Entretien avec Boris Cyrulnik, neuropsychiatre et éthologue sur son dernier livre "Le laboureur et les mangeurs de vent"
Entretien avec Boris Cyrulnik, neuropsychiatre et éthologue sur son dernier livre "Le laboureur et les mangeurs de vent" / 19h30 / 8 min. / le 27 mars 2022
Interrogé dimanche dans le 19h30, l'écrivain et neuropsychiatre Boris Cyrulnik évoque les parallèles entre la guerre en Ukraine et ses souvenirs d'enfance de la Seconde Guerre mondiale. Il dénonce notamment cette époque qui "valorise les discours délirants" et ces "sauveurs de la nation" qui peuvent faire "perdre l'aptitude d'un peuple à juger".

Dans son dernier livre "Le laboureur et les mangeurs de vent", Boris Cyrulnik lève le voile sur son enfance marquée par la guerre et fait écho à l'actualité ukrainienne. D'un côté les mangeurs de vents, ceux qui se soumettent avec soulagement aux chefs autoritaires et, de l'autre, les laboureurs qui creusent leur propre sillon, leur propre réflexion.
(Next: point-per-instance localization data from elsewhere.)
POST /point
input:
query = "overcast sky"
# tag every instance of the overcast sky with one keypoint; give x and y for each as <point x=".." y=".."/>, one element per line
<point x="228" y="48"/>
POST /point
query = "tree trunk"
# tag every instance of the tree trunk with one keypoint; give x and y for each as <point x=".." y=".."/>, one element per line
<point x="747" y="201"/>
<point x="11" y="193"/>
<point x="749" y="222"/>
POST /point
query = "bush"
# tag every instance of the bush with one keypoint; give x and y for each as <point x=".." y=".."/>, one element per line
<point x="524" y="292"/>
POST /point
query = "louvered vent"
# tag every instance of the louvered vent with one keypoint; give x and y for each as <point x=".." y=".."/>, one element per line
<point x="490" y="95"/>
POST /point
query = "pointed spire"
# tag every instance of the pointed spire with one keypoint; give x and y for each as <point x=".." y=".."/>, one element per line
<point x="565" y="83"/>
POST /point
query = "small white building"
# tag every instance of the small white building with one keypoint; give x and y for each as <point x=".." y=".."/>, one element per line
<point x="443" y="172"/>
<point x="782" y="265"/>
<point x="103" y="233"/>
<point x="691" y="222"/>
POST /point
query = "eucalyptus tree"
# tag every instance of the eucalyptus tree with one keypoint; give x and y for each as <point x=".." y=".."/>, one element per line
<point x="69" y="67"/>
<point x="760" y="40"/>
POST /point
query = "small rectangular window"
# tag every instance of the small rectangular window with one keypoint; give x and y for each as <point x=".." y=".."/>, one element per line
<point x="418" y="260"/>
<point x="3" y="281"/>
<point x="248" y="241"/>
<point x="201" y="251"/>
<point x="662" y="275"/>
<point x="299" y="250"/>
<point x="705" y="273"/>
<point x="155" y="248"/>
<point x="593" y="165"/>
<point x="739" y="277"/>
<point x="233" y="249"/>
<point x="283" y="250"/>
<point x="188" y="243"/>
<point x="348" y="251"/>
Alors que les images de la guerre en Ukraine circulent partout, d'autres refont surface dans l'esprit du neuropsychiatre: celles de la Seconde Guerre mondiale. Ses parents sont morts à Auschwitz, lui a échappé à la déportation nazie.

"J'étais convaincu que la guerre ne reviendrait jamais en Europe. Pour moi, c'était impensable! Et là, ce que je vois me terrorise parce que je vois apparaître les mêmes images, les mêmes mots, les mêmes problèmes qu'il y a 80 ans, comme si l'expérience ne nous servait à rien..." souffle-t-il.

La maladie d'un homme pour expliquer la guerre?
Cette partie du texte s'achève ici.